En un acta fechada el 29 de junio de 1790 se recoge la necesidad de sacar en procesión un nuevo estandarte con motivo de las fiestas del Carmen en Molina de Aragón, si bien su estreno se veía condicionado por la falta de pago de algunos hermanos para sufragar sus adornos. La Junta acordó emitir nuevas cédulas de pago y estableció que quienes no cumpliesen dejarían de ser considerados hermanos, subrayando la importancia colectiva de la financiación de la pieza.

 

Otra acta, de fecha 25 de julio de 1790, documenta la intervención de Cristóbal Herver, quien comunicó haber entregado los dos cuadros que se había comprometido a realizar. El compromiso partía de su solicitud de ingreso en 1789, cuando, por voto y devoción —al no poder vestir el hábito— se ofreció a coste el pintar dos lienzos: uno con la imagen de María Santísima del Carmen destinado al estandarte de la Compañía, y otro con su escudo. Ese encargo y su ejecución permiten atribuir al lienzo de Herver el origen del antiguo estandarte de la Cofradía a finales del siglo XVIII.

 

Las actas también recogen la relevancia del cargo de portador del estandarte.
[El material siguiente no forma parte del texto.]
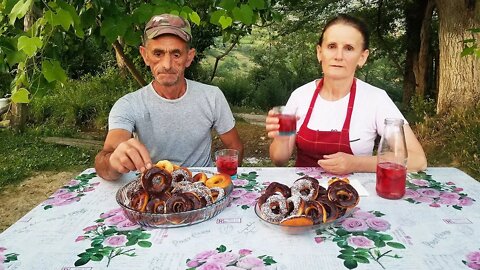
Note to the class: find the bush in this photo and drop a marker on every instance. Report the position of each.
(452, 140)
(81, 104)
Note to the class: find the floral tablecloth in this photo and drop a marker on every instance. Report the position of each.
(435, 226)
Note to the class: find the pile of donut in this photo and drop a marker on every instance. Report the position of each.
(306, 202)
(168, 188)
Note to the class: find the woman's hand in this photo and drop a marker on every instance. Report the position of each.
(271, 125)
(338, 163)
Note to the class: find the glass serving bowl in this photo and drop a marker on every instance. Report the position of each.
(300, 229)
(171, 220)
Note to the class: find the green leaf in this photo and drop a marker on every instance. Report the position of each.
(20, 96)
(63, 18)
(227, 4)
(82, 261)
(19, 10)
(385, 237)
(257, 4)
(52, 71)
(29, 45)
(225, 21)
(194, 17)
(215, 17)
(144, 244)
(350, 264)
(396, 245)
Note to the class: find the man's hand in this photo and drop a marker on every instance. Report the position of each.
(130, 155)
(338, 163)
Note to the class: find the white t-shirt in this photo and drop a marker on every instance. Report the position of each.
(372, 105)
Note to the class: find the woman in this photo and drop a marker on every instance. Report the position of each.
(340, 116)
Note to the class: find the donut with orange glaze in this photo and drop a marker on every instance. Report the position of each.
(219, 180)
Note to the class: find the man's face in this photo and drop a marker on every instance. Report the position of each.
(167, 56)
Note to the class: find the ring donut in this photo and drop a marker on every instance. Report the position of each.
(166, 165)
(200, 177)
(219, 180)
(275, 208)
(342, 194)
(155, 181)
(306, 187)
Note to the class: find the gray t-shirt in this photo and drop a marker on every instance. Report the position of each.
(177, 130)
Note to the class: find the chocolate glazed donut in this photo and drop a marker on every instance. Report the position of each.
(332, 211)
(342, 194)
(156, 181)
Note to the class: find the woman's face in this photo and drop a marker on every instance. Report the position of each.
(341, 51)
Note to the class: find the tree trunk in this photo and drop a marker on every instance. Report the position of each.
(120, 61)
(459, 77)
(418, 62)
(18, 113)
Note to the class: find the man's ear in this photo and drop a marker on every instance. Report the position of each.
(143, 52)
(190, 57)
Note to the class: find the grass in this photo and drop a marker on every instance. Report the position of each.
(24, 154)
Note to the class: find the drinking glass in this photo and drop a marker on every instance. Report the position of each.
(227, 161)
(287, 119)
(392, 161)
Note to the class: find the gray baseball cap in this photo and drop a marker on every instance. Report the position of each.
(168, 24)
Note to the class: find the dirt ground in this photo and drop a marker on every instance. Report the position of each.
(16, 201)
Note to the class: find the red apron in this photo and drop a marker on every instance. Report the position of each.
(312, 145)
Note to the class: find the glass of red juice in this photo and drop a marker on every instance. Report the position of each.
(287, 119)
(391, 178)
(227, 161)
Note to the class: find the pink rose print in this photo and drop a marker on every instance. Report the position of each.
(436, 205)
(449, 195)
(410, 193)
(360, 241)
(465, 201)
(378, 224)
(436, 194)
(114, 220)
(111, 213)
(224, 258)
(90, 228)
(362, 215)
(212, 266)
(424, 199)
(220, 258)
(115, 240)
(244, 252)
(203, 256)
(238, 192)
(127, 225)
(354, 225)
(473, 260)
(249, 262)
(428, 192)
(420, 182)
(240, 182)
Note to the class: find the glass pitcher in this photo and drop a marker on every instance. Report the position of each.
(392, 160)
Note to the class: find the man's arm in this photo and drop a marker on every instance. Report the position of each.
(120, 154)
(231, 140)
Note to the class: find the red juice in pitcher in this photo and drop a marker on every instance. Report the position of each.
(227, 165)
(288, 124)
(391, 179)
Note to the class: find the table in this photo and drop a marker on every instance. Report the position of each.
(435, 226)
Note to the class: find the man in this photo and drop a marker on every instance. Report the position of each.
(171, 117)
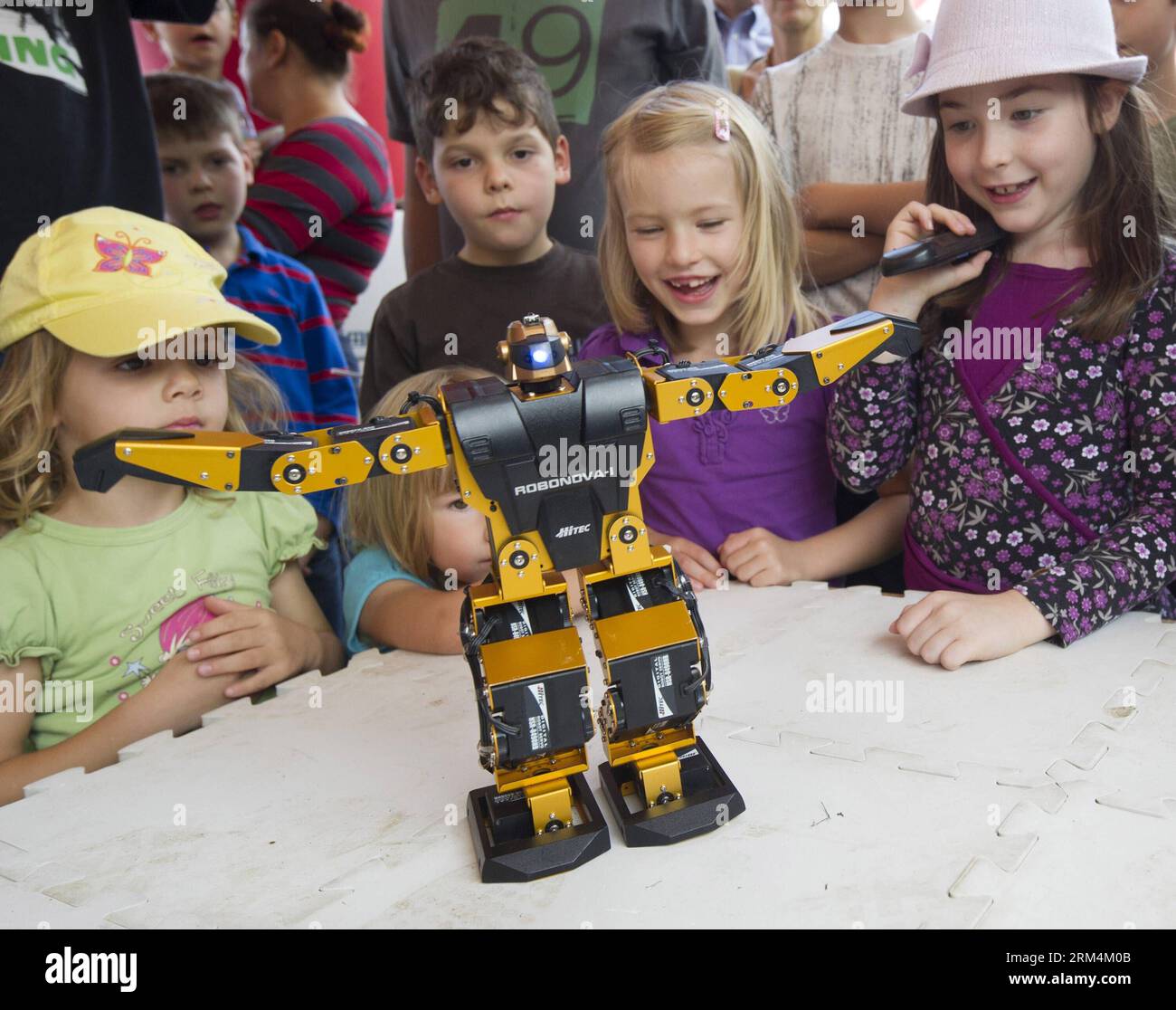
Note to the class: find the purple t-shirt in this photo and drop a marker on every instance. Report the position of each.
(1023, 298)
(726, 472)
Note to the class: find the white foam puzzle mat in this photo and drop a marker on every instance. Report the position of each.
(1038, 790)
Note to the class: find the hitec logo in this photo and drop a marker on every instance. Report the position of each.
(571, 531)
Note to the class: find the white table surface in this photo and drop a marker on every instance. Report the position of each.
(1038, 790)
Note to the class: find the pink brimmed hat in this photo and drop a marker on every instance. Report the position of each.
(983, 42)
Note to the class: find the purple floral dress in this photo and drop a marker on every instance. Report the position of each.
(1076, 508)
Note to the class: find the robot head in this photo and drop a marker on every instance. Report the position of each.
(536, 351)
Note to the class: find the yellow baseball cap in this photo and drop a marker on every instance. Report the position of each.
(102, 281)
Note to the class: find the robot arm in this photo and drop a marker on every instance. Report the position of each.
(774, 375)
(294, 464)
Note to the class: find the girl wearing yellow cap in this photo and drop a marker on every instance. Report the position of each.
(120, 614)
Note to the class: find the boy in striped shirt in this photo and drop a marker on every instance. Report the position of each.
(206, 176)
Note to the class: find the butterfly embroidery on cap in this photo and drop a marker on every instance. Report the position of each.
(128, 254)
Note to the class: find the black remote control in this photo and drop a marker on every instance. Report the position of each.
(941, 249)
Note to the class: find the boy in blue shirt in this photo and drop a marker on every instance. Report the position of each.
(206, 176)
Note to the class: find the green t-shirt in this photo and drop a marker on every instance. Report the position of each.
(109, 606)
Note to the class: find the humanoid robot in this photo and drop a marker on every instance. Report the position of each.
(552, 458)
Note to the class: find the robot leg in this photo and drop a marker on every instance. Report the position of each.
(534, 710)
(661, 781)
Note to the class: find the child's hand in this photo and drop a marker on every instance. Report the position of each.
(761, 558)
(251, 638)
(953, 627)
(697, 563)
(908, 293)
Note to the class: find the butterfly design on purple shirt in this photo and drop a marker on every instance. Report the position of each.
(130, 255)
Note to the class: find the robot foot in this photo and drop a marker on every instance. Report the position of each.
(709, 799)
(509, 852)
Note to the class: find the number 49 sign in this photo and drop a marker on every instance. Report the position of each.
(564, 39)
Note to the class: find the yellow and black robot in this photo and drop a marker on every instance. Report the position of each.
(552, 458)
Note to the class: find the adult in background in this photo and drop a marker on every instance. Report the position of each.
(744, 28)
(324, 195)
(74, 106)
(595, 57)
(796, 27)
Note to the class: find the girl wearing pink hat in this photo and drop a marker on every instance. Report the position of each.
(1042, 407)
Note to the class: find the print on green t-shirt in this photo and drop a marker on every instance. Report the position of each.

Tras el fallecimiento del oficial Isidoro Martínez Ruiz, se propuso inicialmente a uno de sus hijos para sucederle, y cuatro días después fue nombrado Dámaso Martínez Morales. El nuevo nombrado debía procurarse por su cuenta un uniforme y dejó de pertenecer a la Banda de Cornetas y Tambores, lo que evidencia el honor y la responsabilidad que entrañaba portar la enseña en los actos procesionales.

Estos documentos ofrecen una valiosa ventana a las prácticas y jerarquías de la Cofradía en la transición entre los siglos XVIII y XIX, y confirman la antigüedad y el valor histórico del estandarte que todavía hoy forma parte del patrimonio religioso y cultural de Molina de Aragón.